You could have knocked me over with a feather when my 12 year old told me – “Mom, I think these paleo chocolate chip cookies might be my new favorite chocolate chip cookie!” I’m sorry, what?? One the biggest challenges I have had since changing to gluten-free and paleo baking is the feedback I get from others. As a lifetime baker who thrives on feeding people and making people happy, I simply do not have as many options that people genuinely LOVE. So to hear that from my daughter truly filled my bucket.


These cookies are gluten-free, grain-free, dairy-free, and free of refined sugars. They are also incredibly moist, rich in chocolate flavor, and delicious! I learned of this recipe for the first time from Rachel Connors book Bakerita. You can find her blog recipe here. I have tweaked some of the measurements but kept the ratios the same. All credit to her! Just sharing with my readers.
Notes

Don’t skip the chilling step. Any gluten-free cookie recipe requires chilling to give the flours a chance to hydrate. Because this recipe has coconut oil instead of butter, giving it a long chill helps the coconut oil absorb the flavors like vanilla.
Let the cookies cool on the pan for a bit before attempting to move them. The high chocolate ratio in this recipe makes it important to let the chocolate cool in order for the cookies to maintain their shape.

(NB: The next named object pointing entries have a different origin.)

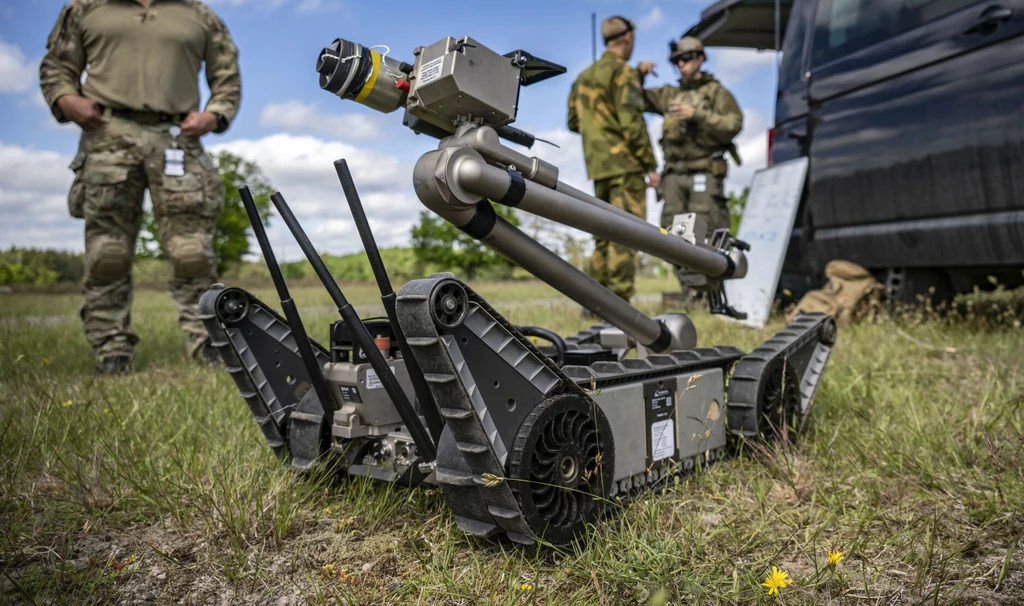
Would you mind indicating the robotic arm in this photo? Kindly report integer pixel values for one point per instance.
(465, 94)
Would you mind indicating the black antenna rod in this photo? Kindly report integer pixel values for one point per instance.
(428, 407)
(412, 421)
(328, 401)
(593, 36)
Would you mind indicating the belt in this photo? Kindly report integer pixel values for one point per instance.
(144, 117)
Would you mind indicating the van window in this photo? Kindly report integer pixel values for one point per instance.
(847, 26)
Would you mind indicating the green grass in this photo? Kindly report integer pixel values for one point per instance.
(157, 487)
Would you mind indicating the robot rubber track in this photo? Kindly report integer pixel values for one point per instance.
(479, 466)
(527, 443)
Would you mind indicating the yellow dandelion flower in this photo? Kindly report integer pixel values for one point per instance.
(775, 580)
(491, 480)
(835, 558)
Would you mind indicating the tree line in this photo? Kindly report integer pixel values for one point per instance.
(436, 245)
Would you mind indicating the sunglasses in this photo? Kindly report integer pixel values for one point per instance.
(687, 56)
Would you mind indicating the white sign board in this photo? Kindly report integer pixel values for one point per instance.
(766, 225)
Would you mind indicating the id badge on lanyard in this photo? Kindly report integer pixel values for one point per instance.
(174, 158)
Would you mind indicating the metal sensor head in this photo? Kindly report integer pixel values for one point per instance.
(363, 75)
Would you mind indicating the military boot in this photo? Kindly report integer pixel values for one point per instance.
(114, 364)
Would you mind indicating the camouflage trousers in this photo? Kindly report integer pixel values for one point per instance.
(611, 264)
(701, 193)
(115, 165)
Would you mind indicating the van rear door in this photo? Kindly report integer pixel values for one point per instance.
(918, 132)
(742, 24)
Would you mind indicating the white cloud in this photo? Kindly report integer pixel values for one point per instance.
(296, 117)
(651, 20)
(16, 74)
(302, 169)
(732, 66)
(34, 200)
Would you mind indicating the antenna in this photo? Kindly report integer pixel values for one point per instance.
(778, 18)
(593, 36)
(288, 305)
(428, 407)
(412, 422)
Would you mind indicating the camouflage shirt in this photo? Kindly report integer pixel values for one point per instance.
(606, 109)
(146, 59)
(717, 119)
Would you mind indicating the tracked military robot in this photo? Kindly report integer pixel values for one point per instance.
(529, 435)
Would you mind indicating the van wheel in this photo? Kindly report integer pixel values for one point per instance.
(909, 285)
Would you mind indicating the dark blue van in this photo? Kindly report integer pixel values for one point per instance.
(911, 115)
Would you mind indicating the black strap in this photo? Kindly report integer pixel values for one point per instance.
(517, 188)
(481, 223)
(133, 115)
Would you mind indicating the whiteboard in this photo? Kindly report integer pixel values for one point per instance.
(766, 225)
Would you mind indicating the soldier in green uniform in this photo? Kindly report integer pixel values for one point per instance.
(138, 110)
(701, 118)
(605, 106)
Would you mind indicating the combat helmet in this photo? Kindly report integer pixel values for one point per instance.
(678, 48)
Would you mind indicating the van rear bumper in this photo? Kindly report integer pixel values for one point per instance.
(963, 241)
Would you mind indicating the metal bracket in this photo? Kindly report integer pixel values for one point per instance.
(718, 302)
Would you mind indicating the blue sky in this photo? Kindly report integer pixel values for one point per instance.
(295, 130)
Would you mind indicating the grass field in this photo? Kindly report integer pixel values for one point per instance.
(157, 487)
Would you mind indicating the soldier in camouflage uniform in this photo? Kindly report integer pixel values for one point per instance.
(701, 118)
(138, 111)
(605, 106)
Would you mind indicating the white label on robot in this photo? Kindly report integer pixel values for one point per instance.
(431, 70)
(373, 381)
(174, 162)
(663, 439)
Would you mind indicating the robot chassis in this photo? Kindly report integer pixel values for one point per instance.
(526, 441)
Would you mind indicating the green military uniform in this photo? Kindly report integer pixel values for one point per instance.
(694, 165)
(605, 106)
(142, 69)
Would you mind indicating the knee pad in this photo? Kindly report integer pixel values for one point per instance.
(188, 256)
(110, 258)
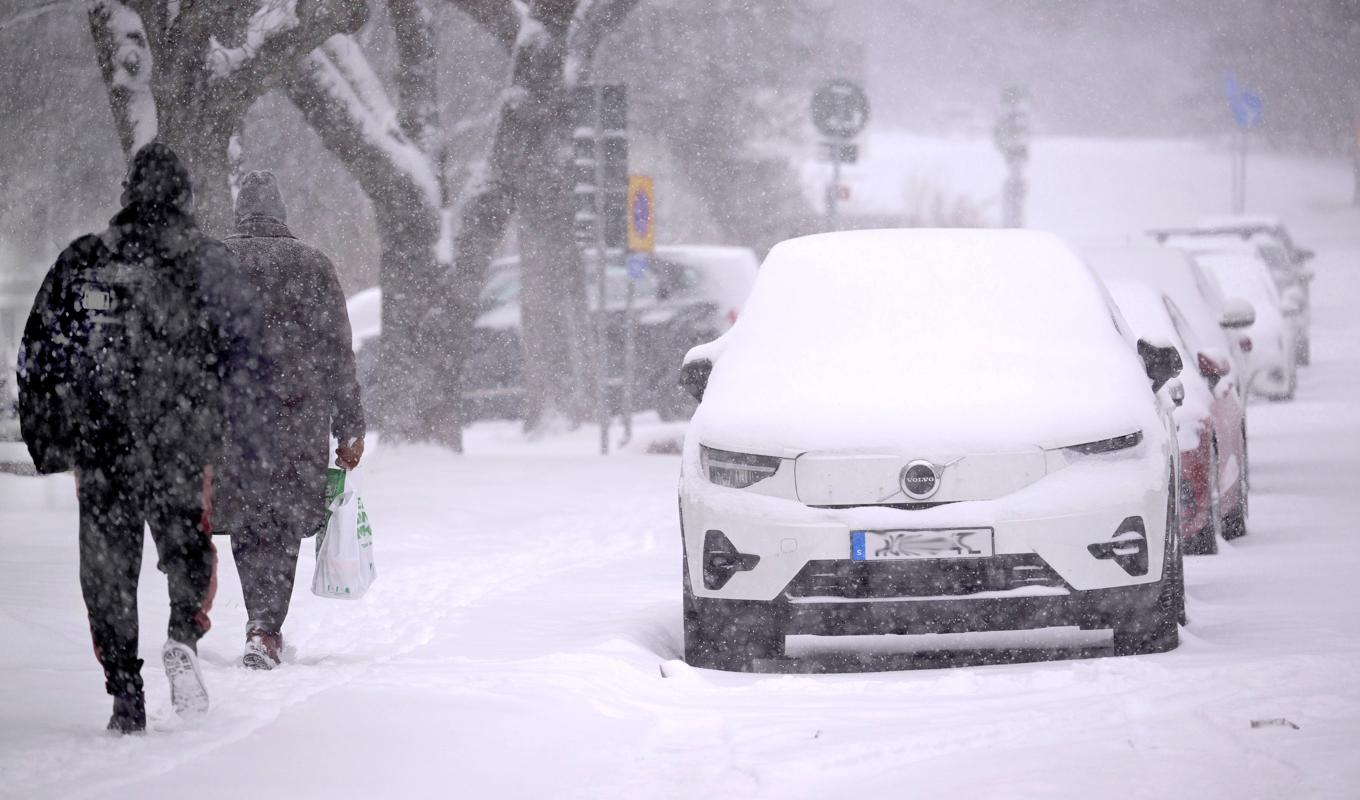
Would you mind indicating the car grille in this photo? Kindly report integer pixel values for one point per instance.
(868, 580)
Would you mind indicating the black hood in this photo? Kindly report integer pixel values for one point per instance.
(259, 199)
(158, 185)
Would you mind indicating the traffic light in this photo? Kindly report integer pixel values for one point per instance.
(600, 147)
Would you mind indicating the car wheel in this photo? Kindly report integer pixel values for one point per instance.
(1235, 524)
(729, 634)
(1149, 625)
(1205, 542)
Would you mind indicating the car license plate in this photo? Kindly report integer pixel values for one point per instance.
(901, 544)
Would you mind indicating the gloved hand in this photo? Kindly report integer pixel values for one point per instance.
(348, 453)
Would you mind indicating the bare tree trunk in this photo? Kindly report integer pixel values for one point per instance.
(170, 76)
(531, 169)
(124, 56)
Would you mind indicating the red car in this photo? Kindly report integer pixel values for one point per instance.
(1158, 294)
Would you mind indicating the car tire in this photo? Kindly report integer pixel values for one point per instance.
(1151, 622)
(1205, 542)
(729, 634)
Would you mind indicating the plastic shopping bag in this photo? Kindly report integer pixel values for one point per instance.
(344, 548)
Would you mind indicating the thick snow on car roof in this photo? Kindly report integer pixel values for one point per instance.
(1243, 274)
(925, 342)
(1145, 312)
(1171, 271)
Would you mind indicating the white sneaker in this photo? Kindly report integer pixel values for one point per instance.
(188, 694)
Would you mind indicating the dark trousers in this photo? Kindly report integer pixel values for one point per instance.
(116, 505)
(267, 561)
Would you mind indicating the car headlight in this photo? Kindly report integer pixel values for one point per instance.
(736, 470)
(1111, 445)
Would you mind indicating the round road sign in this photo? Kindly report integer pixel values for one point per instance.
(839, 109)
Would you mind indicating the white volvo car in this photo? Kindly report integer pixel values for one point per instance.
(928, 431)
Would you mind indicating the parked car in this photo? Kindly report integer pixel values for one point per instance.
(1268, 238)
(1211, 421)
(928, 431)
(1215, 460)
(1273, 358)
(688, 294)
(1217, 323)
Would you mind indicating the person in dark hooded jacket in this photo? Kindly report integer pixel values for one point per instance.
(310, 392)
(139, 346)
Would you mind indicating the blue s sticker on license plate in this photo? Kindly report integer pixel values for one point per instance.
(901, 544)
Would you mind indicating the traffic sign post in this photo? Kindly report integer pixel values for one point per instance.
(1012, 139)
(642, 240)
(1247, 110)
(601, 184)
(839, 110)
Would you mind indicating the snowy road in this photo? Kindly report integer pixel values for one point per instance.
(529, 595)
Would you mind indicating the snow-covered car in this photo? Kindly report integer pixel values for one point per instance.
(928, 431)
(1216, 323)
(1273, 359)
(1266, 238)
(1211, 421)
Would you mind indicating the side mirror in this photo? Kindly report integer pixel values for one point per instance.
(1238, 313)
(1291, 302)
(1162, 362)
(694, 377)
(1213, 368)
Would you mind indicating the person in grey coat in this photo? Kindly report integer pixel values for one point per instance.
(310, 393)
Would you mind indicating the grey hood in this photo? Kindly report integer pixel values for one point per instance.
(259, 199)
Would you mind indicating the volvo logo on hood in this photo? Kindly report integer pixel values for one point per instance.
(920, 479)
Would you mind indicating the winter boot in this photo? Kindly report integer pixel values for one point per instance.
(188, 693)
(263, 649)
(129, 714)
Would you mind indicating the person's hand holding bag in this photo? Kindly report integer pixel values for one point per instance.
(350, 453)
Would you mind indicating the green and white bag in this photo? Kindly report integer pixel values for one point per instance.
(344, 548)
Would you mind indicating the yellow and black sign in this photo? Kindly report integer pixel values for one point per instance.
(642, 214)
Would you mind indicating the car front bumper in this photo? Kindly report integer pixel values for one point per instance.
(1056, 523)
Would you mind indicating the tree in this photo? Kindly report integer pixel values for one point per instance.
(437, 249)
(552, 45)
(188, 72)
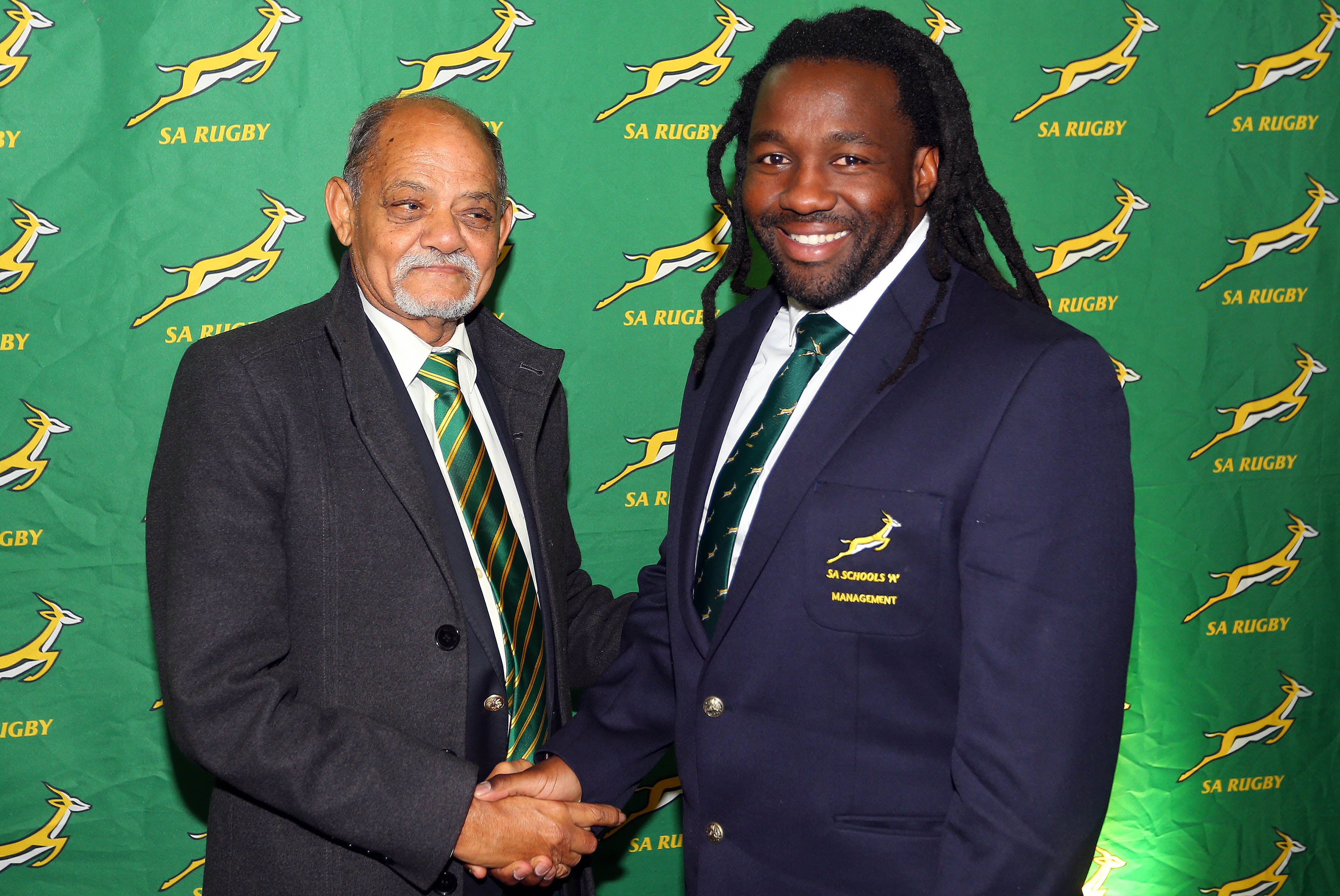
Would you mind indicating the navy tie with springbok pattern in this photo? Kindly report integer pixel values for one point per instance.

Should you wish for a dairy free, refined sugar free chocolate, use these chips from Guittard. The Sante mini chips are sweetened with coconut sugar!
When shaping the dough, scoop into balls using a #40 (2 TBS) sized scoop. Shape into balls and then press flat until you have a disc about 1/2 inch thick.

Paleo Chocolate Chip Cookies
These paleo chocolate chip cookies are endorsed by my 12 year old. She says these might be her favorite chocolate chip cookie, and they are gluten-free, grain-free, dairy-free, and free of refined sugars!
- Prep Time: 2 hours
- Cook Time: 20 minutes
- Total Time: 2 hours, 20 minutes
- Yield: 24 – 30 cookies 1x
- Category: Sweet Treats
- Diet: Gluten Free
Ingredients
1 1/3 cup (192 grams) coconut sugar
1 cup (200 grams) refined coconut oil, at room temperature (do not substitute for unrefined)
2 large eggs, at room temperature
4 1/2 cups (432 grams) blanched almond flour
1 tsp baking soda
1 tsp salt
12 ounces chocolate chips (I like these) or chopped dark chocolate or cacao nibs
Flaky sea salt (like this) to sprinkle on top (optional)
Instructions
- In a bowl, beat the coconut sugar and coconut oil until smooth. Add the eggs and vanilla and mix until smooth.
- Add the almond flour, baking soda, and salt to wet ingredients. Mix until well incorporated. Fold in the chocolate. Cover the bowl with plastic wrap and refrigerate for at least 1 hour or up to 48 hours, to give the flours time to hydrate and the flavors time to develop.
- When ready to bake, preheat the oven to 350 degrees F. Line a cookie sheet with parchment paper.
- Using a #40 (2 TBS) cookie scoop, scoop out dough to form cookies. You will want to shape into balls and then press into discs about ½ inch thick. Sprinkle with flaky sea salt, if desired, prior to baking.
- Bake for 10 – 12 minutes, until the cookies begin to turn golden brown around the edges. When you remove the cookies from the oven, let them cool on the cookie sheet for a bit. Because of the high chocolate ratio, they are a bit unstable structurally when they first come out of the oven.
- Cookies can be stored at room temperature or refrigerated for up to 5 days, but I doubt they last that long!